Open jakebeal opened 1 year ago
I think what you are asking for can be accomplished by the following:
uri = tyto.URI('https://identifiers.org/SO:0000167', tyto.SO)
Unfortunately, that does not seem to be the case:
>>> tyto.URI('http://identifiers.org/so/SO:0000316', tyto.SO)
'http://identifiers.org/so/SO:0000316'
>>> tyto.URI('https://identifiers.org/SO:0000316', tyto.SO)
'https://identifiers.org/SO:0000316'
>>> tyto.URI('https://nonsense_uri', tyto.SO)
'https://nonsense_uri'
Is this what you are looking for?
>>> promoter = tyto.SO.promoter
>>> promoter
'https://identifiers.org/SO:0000167'
>>> tyto.SO._sanitize_uri(promoter)
'http://purl.obolibrary.org/obo/SO_0000167'
>>> tyto.SO._reverse_sanitize_uri('http://purl.obolibrary.org/obo/SO_0000167')
'https://identifiers.org/SO:0000167'
That's looking along the right lines, but I'm still a bit mystified, because _sanitize_uri
is a) not caring if it's part of the ontology or not, and b) not returning the same URI that gets returned when I look up terms.
>>> tyto.SO._sanitize_uri('https://identifiers.org/SO:0000316')
'http://purl.obolibrary.org/obo/SO_0000316'
>>> tyto.SO.get_uri_by_term('promoter')
'https://identifiers.org/SO:0000167'
>>> tyto.SO._sanitize_uri('https://nonsense.uri')
'https://nonsense.uri'
Is there any function that I can give 'http://identifiers.org/so/SO:0000316'
, and it gives me the same result as get_uri_by_term
(e.g., in this case 'https://identifiers.org/SO:0000167'
?
tyto.SO._reverse_sanitize_uri
is a natural place to tuck this functionality. Currently it recognizes a purl namespace and converts it back to identifiers.org. It could also be extended to normalize from URIs with the pattern "'http://identifiers.org/so/".
From an SBOL perspective, I think your natural inclination would be to assume that the _sanitize
method would return a URI in identifiers.org namespace. That is not the case. The logic behind _sanitize
and _reverse_sanitize
is that the query builder has to normalize (sanitize) a URI to a purl namespace in order to query the ontology servers (they recognize purl, not identifiers.org, which makes me question why SBOL chose to normalize on identifiers.org). Likewise, the ontology servers will return URIs in purl namespace, so they have to be "reverse sanitized" back into identifiers.org. The query builder typically does this under the hood, so the methods are private.
In any case, I could go ahead and implement a public normalize
function with the functionality you requested, although, as noted above, it's a bit of a misnomer since all the ontology resources normalize on purl namespace.
Whatever makes sense under the hood is fine by me.

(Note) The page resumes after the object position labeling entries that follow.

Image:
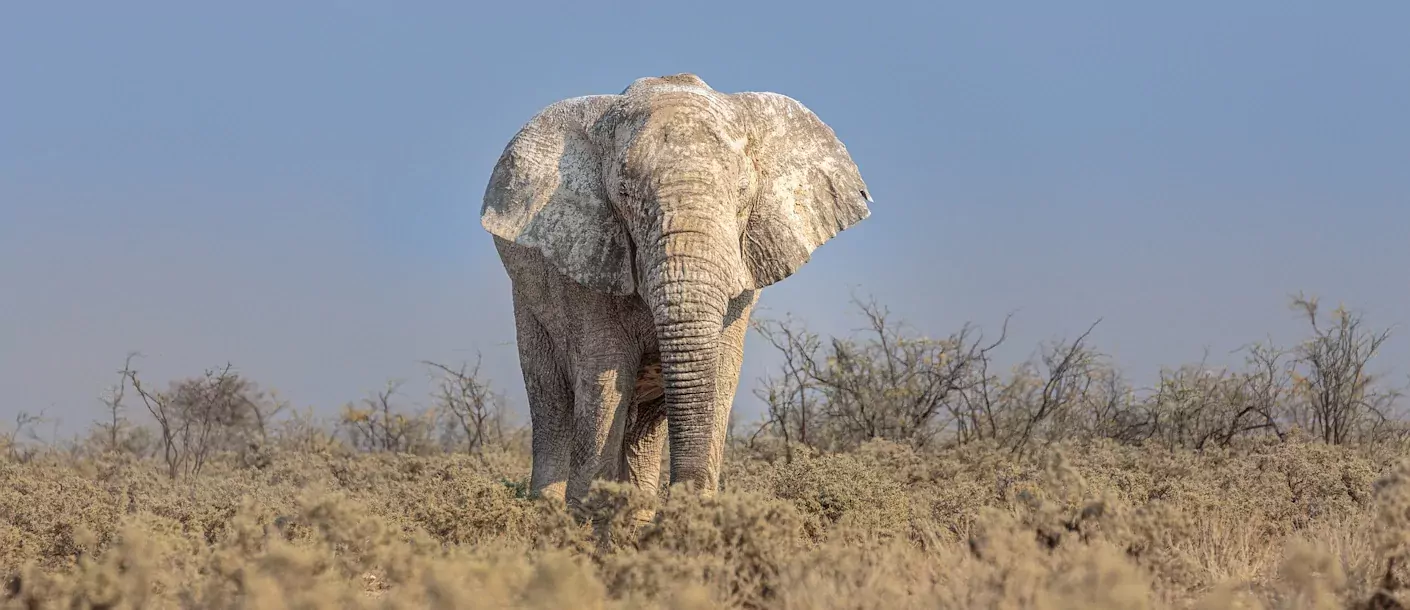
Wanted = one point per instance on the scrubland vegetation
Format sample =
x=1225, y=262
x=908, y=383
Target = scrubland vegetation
x=891, y=471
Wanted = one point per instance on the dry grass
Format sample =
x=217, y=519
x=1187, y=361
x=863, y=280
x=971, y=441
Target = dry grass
x=1094, y=526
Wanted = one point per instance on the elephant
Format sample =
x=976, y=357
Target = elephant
x=638, y=230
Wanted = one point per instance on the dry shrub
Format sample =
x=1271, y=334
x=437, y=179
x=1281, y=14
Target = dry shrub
x=1093, y=524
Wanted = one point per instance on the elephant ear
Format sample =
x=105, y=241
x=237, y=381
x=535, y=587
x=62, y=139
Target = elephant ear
x=547, y=193
x=807, y=190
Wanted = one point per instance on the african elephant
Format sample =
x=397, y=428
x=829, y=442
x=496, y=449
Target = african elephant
x=638, y=230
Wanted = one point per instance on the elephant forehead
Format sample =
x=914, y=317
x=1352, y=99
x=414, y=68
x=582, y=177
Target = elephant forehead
x=681, y=81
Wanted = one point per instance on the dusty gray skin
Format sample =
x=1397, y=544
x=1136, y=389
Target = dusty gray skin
x=638, y=230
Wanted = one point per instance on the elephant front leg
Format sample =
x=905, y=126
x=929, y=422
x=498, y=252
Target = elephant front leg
x=642, y=448
x=731, y=361
x=604, y=393
x=550, y=407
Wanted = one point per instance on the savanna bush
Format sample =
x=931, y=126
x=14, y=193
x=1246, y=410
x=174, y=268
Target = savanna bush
x=1077, y=524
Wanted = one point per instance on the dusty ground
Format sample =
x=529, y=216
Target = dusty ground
x=1097, y=526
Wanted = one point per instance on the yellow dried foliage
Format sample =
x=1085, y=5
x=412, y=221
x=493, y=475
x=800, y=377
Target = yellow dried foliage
x=1079, y=526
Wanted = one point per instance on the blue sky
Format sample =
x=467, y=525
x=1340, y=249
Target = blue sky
x=295, y=186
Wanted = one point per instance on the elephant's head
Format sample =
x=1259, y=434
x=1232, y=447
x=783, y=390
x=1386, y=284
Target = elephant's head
x=685, y=196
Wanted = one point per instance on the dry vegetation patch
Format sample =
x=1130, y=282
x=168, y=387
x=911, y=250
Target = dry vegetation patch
x=1082, y=524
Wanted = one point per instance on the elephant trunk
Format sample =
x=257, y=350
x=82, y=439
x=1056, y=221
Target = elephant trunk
x=688, y=290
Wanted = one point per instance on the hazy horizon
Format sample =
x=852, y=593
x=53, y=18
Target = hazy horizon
x=296, y=192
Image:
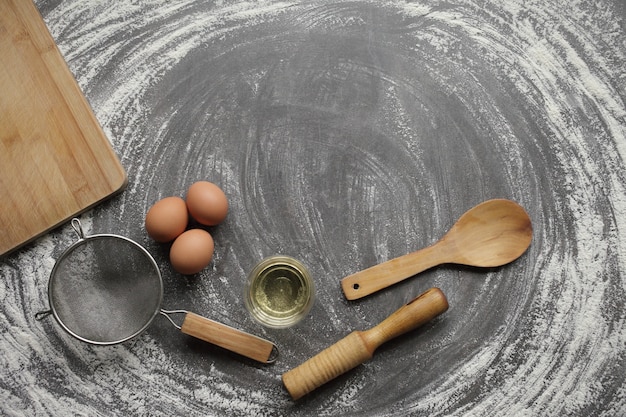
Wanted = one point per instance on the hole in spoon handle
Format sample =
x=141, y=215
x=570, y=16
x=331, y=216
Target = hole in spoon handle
x=229, y=338
x=378, y=277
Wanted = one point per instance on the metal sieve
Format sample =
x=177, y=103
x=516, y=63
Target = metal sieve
x=106, y=289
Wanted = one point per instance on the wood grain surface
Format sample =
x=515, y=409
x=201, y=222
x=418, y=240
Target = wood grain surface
x=345, y=134
x=55, y=160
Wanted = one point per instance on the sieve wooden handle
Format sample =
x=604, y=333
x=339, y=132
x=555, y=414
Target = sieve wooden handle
x=229, y=338
x=359, y=346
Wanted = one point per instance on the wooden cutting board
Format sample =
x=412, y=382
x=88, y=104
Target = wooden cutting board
x=55, y=160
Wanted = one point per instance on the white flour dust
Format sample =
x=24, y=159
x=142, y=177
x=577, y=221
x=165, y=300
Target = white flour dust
x=347, y=133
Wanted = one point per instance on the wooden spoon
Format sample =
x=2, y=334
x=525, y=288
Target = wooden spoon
x=490, y=234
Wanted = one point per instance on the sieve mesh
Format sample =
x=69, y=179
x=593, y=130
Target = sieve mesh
x=105, y=289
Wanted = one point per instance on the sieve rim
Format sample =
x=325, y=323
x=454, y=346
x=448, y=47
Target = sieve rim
x=68, y=251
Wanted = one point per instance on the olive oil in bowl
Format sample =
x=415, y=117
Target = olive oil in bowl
x=279, y=292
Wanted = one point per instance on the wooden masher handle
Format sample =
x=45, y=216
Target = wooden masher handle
x=359, y=346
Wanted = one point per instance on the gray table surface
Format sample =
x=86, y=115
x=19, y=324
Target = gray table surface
x=346, y=133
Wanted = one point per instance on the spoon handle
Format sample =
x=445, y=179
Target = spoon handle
x=383, y=275
x=359, y=346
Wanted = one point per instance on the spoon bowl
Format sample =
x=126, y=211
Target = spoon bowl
x=493, y=233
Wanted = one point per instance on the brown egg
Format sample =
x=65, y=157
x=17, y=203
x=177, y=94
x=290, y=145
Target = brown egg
x=207, y=203
x=192, y=251
x=167, y=219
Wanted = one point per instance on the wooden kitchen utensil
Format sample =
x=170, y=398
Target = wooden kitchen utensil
x=359, y=346
x=55, y=160
x=490, y=234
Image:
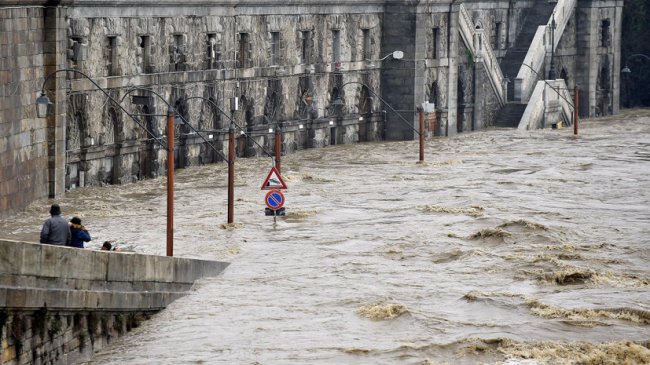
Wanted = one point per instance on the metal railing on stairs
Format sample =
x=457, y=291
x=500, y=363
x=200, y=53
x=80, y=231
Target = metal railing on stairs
x=482, y=52
x=526, y=78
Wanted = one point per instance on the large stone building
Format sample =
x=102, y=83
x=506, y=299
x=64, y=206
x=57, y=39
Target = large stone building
x=324, y=72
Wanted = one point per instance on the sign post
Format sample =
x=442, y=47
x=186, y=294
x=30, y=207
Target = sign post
x=274, y=198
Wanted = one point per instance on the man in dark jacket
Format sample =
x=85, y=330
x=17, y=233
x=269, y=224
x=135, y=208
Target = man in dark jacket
x=56, y=230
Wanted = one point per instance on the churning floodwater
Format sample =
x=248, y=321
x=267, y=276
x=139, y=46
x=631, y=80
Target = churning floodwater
x=504, y=246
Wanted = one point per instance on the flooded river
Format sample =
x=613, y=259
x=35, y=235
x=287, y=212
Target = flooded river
x=505, y=246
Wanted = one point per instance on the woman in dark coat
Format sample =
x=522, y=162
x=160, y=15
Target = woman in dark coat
x=79, y=233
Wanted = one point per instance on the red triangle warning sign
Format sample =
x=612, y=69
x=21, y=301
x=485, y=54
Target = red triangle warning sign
x=273, y=181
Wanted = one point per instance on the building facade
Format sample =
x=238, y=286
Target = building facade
x=321, y=72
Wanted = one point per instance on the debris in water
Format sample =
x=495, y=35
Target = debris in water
x=473, y=211
x=381, y=312
x=489, y=233
x=525, y=223
x=584, y=353
x=230, y=226
x=580, y=314
x=569, y=277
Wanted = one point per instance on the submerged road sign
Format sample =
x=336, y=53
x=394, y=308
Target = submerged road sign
x=273, y=181
x=274, y=199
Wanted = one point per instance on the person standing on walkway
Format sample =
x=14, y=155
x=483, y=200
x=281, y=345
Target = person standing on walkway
x=78, y=232
x=56, y=230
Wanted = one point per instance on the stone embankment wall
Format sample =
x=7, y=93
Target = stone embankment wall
x=321, y=72
x=60, y=304
x=23, y=137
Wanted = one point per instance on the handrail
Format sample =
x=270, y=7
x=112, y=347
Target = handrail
x=479, y=47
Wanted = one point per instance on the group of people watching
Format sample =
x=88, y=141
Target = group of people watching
x=57, y=231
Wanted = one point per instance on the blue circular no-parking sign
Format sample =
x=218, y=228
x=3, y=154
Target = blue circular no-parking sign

The key that I need is for the results of tyto.ontology.get_uri_from_term()
and tyto.ontology.normalize(uri)
to be equal.
Implementing that function would be great! You can currently find my workaround version in the SBOL utilities workarounds at https://github.com/SynBioDex/SBOL-utilities/blob/2b8d6289cf2ed818deb95a34b27d7ea25567982c/sbol_utilities/workarounds.py#L24-L37
Do you want it to throw an error if the given URI is not a member of the ontology, e.g., https://nonsense.uri ?
I'm fine with either throwing a lookup exception or returning None. For my first specific use case, it would be a little more convenient if it returned None, but I can make it work either way, so I think you should do what you think makes most sense from a tyto-centric perspective.
Maybe you could even have it be an optional argument to switch between the two behaviors that defaults to throwing an exception, but can be overridden to return none instead (sort of like directory creating has the exists_ok
option).
I often want to put a URI into "normal form", i.e., the recommended form. Currently, this is done by
tyto.X.get_uri_by_term(tyto.X.get_term_by_uri(term))
It would be nice to have normalization as an efficient convenience method.